A convincing investor memorandum for a Search Fund should include the following elements:
For the search phase
- Executive summary: Brief overview of the project and the Searcher’s qualifications
- Personal profile: Detailed CV, achievements, references
- Search strategy:
- Target industries and their analysis
- Geographic focus
- Criteria for target companies
- Deal flow generation strategy
- Financial planning: Budget for the search phase with milestones
- Offered terms: Investment structure, step-up, preemptive rights
- Timeline: Realistic milestones for the search phase
- Risk assessment: Open discussion of risks and challenges
For the acquisition phase
- Company profile: Detailed presentation of the acquisition target
- Market analysis: Positioning within the competitive environment
- Due diligence results: Key findings from the review
- Growth strategy: Concrete plans for development
- Financial model: Historical figures and forecasts
- Financing structure: Detailed presentation of capital sources
- Risk management: Identified risks and countermeasures
What success factors are decisive in capital raising?

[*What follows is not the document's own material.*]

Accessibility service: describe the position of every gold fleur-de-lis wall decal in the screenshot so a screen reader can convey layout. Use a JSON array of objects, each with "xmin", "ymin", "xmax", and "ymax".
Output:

The following factors are crucial for successfully financing a Search Fund:
Personal factors of the Searcher
- Clear track record: Demonstrable successes and relevant experience
- Convincing personality: Leadership qualities and entrepreneurial mindset
- Network: Existing contacts with potential investors and sellers
- Professional expertise: Industry knowledge or transferable skills
Process-related factors
- Professional preparation: Well-thought-out documents and presentations
- Targeted communication: Understanding the investor perspective
- Time management: Parallel negotiations with multiple investors
- Transparent communication: Openness about risks and challenges
Structural factors
- Fair conditions: Balanced distribution of risks and opportunities
- Standardized documents: Use of market-standard contract structures
- Clear governance: Defined decision-making processes and control mechanisms
- Scalable structure: Ability to include different types of investors
Conclusion: Successful capital raising for Search Funds
Financing a Search Fund requires a structured approach and a deep understanding of the specific dynamics of this acquisition form. Through careful preparation, targeted investor outreach, and transparent communication, Searchers can significantly increase the likelihood of successful capital raising.
Capital raising should not be viewed as a one-time event but as a continuous process that extends from the initial contact with potential investors to the final acquisition structuring. Especially in the DACH region, where the Search Fund model is not yet as established as in the USA, a clear and convincing presentation of the concept and its benefits is crucial.
With the right strategy, a compelling profile, and a professional appearance, Searchers can raise the necessary capital for a successful business succession via Search Fund and lay the foundation for their entrepreneurial future.